Старик опустил последний номер «Британского вестника пчеловода» на шотландский плед, покрывавший его колени, тоже острые, но отнюдь не способные кого бы то ни было заворожить, и прижал длинное костистое лицо вплотную к оконному стеклу.
Железнодорожные пути — участок ветки Брайтон — Истбурн, электрифицированный еще в двадцатых годах, когда формировалась Южная железная дорога, — проходили метрах в ста от коттеджа. Вдоль гравийной насыпи стояли бетонные столбы, поддерживавшие проволочные заграждения. Стекло, сквозь которое старик всматривался в мальчика, от древности пошло волнами и пузырьками, искажавшими и преломлявшими мир, находившийся снаружи, но даже сквозь эту зыбкую муть старику казалось, что он в жизни не видел, чтобы скупая радость летнего полудня связывала два существа воедино настолько тесно.
Ему бросилась в глаза еще одна несообразность. Оба молчали. Как ни крути, было бы куда естественнее, начни серый африканский жако (а разговорчивость этого вида стала притчей во языцех) и мальчик лет девяти-десяти говорить хоть что-нибудь, неважно, одновременно или по очереди. Но в какую сторону отталкиваться от этой несообразности, старик, некогда стяжавший себе славу и состояние исключительно благодаря длинным цепочкам блестящих умозаключений, в основе которых лежало умение повернуть факты под неожиданным углом, не мог, да и не пытался определить.
Почти поравнявшись с окном, у которого сидел старик, мальчик остановился. Теперь до него было не более ста метров. Словно чувствуя на себе посторонний взгляд, он повернулся к старику тощей спиной. Попугай у него на плече заговорщицки посмотрел сначала направо, потом налево. У паренька явно было что-то на уме. Эти ссутулившиеся плечи, эти чуть присогнутые от нетерпения колени… Что же с этим связано — что-то давно забытое, но вместе с тем такое знакомое? Ну, конечно, — беззубые шестерни пришли в движение, спущенные струны «Стейнвея» звякнули: контактный рельс!

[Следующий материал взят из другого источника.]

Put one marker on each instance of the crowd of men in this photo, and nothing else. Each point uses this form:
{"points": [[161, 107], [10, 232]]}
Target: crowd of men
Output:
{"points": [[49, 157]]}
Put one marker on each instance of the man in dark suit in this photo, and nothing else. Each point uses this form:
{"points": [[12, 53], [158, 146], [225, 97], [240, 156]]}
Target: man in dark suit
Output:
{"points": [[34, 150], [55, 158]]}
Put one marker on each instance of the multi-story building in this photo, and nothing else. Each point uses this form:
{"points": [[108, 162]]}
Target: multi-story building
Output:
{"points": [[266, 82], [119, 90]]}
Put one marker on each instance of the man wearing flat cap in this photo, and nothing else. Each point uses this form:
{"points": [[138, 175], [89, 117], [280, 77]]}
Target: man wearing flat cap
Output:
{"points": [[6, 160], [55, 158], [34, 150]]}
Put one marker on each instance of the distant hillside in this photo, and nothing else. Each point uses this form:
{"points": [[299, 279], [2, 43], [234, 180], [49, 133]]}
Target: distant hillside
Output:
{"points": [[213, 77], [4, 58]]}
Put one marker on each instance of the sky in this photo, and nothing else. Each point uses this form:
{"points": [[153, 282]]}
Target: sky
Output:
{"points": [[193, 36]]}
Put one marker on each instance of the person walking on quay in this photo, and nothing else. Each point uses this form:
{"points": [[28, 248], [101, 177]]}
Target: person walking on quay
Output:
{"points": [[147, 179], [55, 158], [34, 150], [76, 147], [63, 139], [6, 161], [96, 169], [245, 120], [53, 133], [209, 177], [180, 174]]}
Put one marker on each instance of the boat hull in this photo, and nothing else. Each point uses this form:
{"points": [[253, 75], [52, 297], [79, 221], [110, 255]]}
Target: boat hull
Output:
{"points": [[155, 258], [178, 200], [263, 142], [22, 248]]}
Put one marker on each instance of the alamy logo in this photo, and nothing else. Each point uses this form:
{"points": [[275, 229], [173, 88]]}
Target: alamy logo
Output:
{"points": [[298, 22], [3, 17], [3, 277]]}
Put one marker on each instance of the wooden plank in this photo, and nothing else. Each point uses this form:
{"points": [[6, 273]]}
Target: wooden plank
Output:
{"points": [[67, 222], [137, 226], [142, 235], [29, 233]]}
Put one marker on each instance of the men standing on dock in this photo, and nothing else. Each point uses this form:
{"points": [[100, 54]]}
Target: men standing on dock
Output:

Даже в такой знойный день, когда ни холод, ни сырость не тревожили сочленений старческого скелета, выполненное по всем правилам вставание с кресла превращалось в многоходовую комбинацию, поскольку было сопряжено с перекладыванием накопившегося за долгие годы холостяцкого хлама: газет, солидных и не очень, штанов, склянок с разогревающими мазями и пилюлями от боли в печени, стопок ежегодных и ежеквартальных научных вестников, тарелок, усыпанных крошками, и тому подобного, отчего пересечение небольшой гостиной и выход на крыльцо превращались в весьма рискованное предприятие. Безрадостная перспектива путешествия от кресла до порога во многом объясняла отсутствие контактов обитателя коттеджа с внешним миром даже в те редкие моменты, когда внешний мир, сжав трепетной рукой медный дверной молоток в форме зловещей apis dorsata — гигантской индийской пчелы, — сам стучался во входную дверь. В девяти случаях из десяти старик, несмотря на растерянное бормотание и возню у порога, продолжал сидеть в кресле, напоминая себе, что из всех ныне живущих вряд ли остался на свете хоть один человек, ради которого стоило бы добровольно подвергать себя риску запнуться носком домашней туфли о коврик перед камином и расплескать скудные остатки жизненных сил по холодному каменному полу. Но сейчас, когда мальчик с попугаем на плече совсем было собрался влить свою скромную струйку электронов в могучий поток отрицательно заряженных частиц, который гнали по контактному рельсу генераторы электростанции Южной железной дороги на реке Оуз близ Льюиса, старик выдернул себя из кресла с таким неожиданным проворством, что большая берцовая кость его левой ноги издала подозрительный скрип. Плед, укутывавший колени, и «Вестник пчеловода» соскользнули на пол.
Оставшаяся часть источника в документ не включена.